Im Internet kursieren Videos von Süchtigen, die in aller Öffentlichkeit kollabieren – im Supermarkt, an Tankstellen, in Bussen. Das Ausmaß der Krise ist so groß, dass Donald Trump im vergangenen Herbst einen nationalen Notstand ausgerufen hat. Die Zahlen sprechen eine deutliche Sprache: Im Jahr 2016 starben 64 000 Menschen an einer Überdosis. Das sind mehr Tote als zu den schlimmsten Zeiten von AIDS und mehr als in den Kriegen von Vietnam, Irak und Afghanistan zusammen.

Anders als früher ist die aktuelle Drogen-Epidemie kein Problem der Innenstädte. Betroffen sind vor allem Vorstädte und ländliche Gebiete. Orte, die sich nach der Wirtschaftskrise vor zehn Jahren nie richtig erholt haben. Und anders als zu den Hochzeiten von Crack trifft es nun die weiße Bevölkerung des Landes. Millionen von ihnen sind süchtig nach opioidhaltigen Schmerzmitteln, Heroin und Fentanyl. Doch wie konnte es überhaupt so weit kommen?

$$$$$$$$$$$$$ It is Bonus Time in the Neighborhood!

Die 50er Jahre markierten eine Zeit des Aufbruchs. Nichts schien unmöglich im Land der unbegrenzten Möglichkeiten. Als in Deutschland die ersten Käfer gebaut wurden, fuhren die Amerikaner bereits in dicken Autos zum Einkaufen. Nirgends war die Aufbruchstimmung besser zu spüren als in New York. Manhattan erlebte einen beispiellosen Bauboom, die Türme in Midtown stürmten wieder zum Himmel.

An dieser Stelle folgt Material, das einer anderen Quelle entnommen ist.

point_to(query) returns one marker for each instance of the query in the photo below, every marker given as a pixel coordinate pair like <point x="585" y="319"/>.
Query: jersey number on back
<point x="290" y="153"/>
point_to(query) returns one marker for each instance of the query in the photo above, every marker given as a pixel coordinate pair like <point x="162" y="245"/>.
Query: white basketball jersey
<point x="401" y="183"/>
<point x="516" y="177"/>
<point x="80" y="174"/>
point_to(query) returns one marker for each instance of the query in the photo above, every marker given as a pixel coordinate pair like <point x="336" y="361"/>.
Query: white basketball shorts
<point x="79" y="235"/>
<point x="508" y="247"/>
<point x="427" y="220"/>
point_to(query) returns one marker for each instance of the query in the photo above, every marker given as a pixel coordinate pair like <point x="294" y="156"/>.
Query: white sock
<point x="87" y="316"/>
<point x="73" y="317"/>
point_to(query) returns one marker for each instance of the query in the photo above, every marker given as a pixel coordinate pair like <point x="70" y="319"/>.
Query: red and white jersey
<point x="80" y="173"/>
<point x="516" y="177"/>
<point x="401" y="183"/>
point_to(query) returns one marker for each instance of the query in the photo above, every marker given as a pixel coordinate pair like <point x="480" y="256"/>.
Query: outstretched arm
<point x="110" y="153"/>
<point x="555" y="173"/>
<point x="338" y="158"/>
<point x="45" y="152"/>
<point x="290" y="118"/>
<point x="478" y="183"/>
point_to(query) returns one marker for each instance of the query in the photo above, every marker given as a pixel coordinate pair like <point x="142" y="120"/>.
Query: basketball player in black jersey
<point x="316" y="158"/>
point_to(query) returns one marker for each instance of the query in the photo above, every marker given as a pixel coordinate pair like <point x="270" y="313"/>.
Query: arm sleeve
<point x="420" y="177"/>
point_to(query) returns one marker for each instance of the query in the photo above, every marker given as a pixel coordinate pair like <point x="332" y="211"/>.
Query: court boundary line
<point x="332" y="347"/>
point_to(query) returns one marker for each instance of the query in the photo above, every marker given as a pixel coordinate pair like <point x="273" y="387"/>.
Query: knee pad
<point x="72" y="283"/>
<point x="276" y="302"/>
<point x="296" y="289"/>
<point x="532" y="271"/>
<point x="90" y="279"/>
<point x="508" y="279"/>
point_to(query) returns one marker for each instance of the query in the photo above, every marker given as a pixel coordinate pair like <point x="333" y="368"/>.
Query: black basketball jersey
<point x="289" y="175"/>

Hoch hinaus wollten auch die drei Brüder Arthur, Mortimer und Raymond Sackler. 1952 kauften sie das kleine Arzneimittelunternehmen Purdue Frederick und legten damit den Grundstein für ihren späteren Reichtum. Die ersten Jahre waren hart, mit Abführmitteln und Ohrenschmalzentferner ließ sich nicht viel Geld verdienen. Erfolgsversprechender war das Geschäft mit Schmerzmitteln.

1996 lancierte das inzwischen Purdue Pharma genannte Familienunternehmen OxyContin, ein starkes Schmerzmittel, das auf dem Opioid Oxycodon beruht. Oxycodon war bereits in anderen Schmerzmitteln zu finden, jedoch nicht in purer Form und nicht in so hoher Konzentration. Auf den Markt kamen nicht nur 10 mg Tabletten, sondern auch solche mit 80 und 160 mg Oxycodon, die Barry Meier in seinem Buch „Pain Killer: A ‚Wonder‘ Drug´s Trail of Addiction and Death“ mit den folgenden Worten beschreibt: „In Bezug auf die narkotische Feuerkraft war OxyContin eine Atomwaffe.“

Das FDA (Food and Drug Administration) hatte OxyContin eingestuft als Substanz der Klasse II, womit per Definition ein hohes Missbrauchs- und Abhängigkeitspotenzial besteht. Trotzdem positionierte Purdue seine Tabletten als Mittel gegen allerlei Schmerzen. In der Pressemitteilung zur Markteinführung heißt es: „Die Angst vor Abhängigkeit ist übertrieben.“ Ein patentierter Mechanismus, der dafür sorgt, dass der Wirkstoff nur langsam freigesetzt wird („Contin“ steht für continous release), sollte den Missbrauch verhindern.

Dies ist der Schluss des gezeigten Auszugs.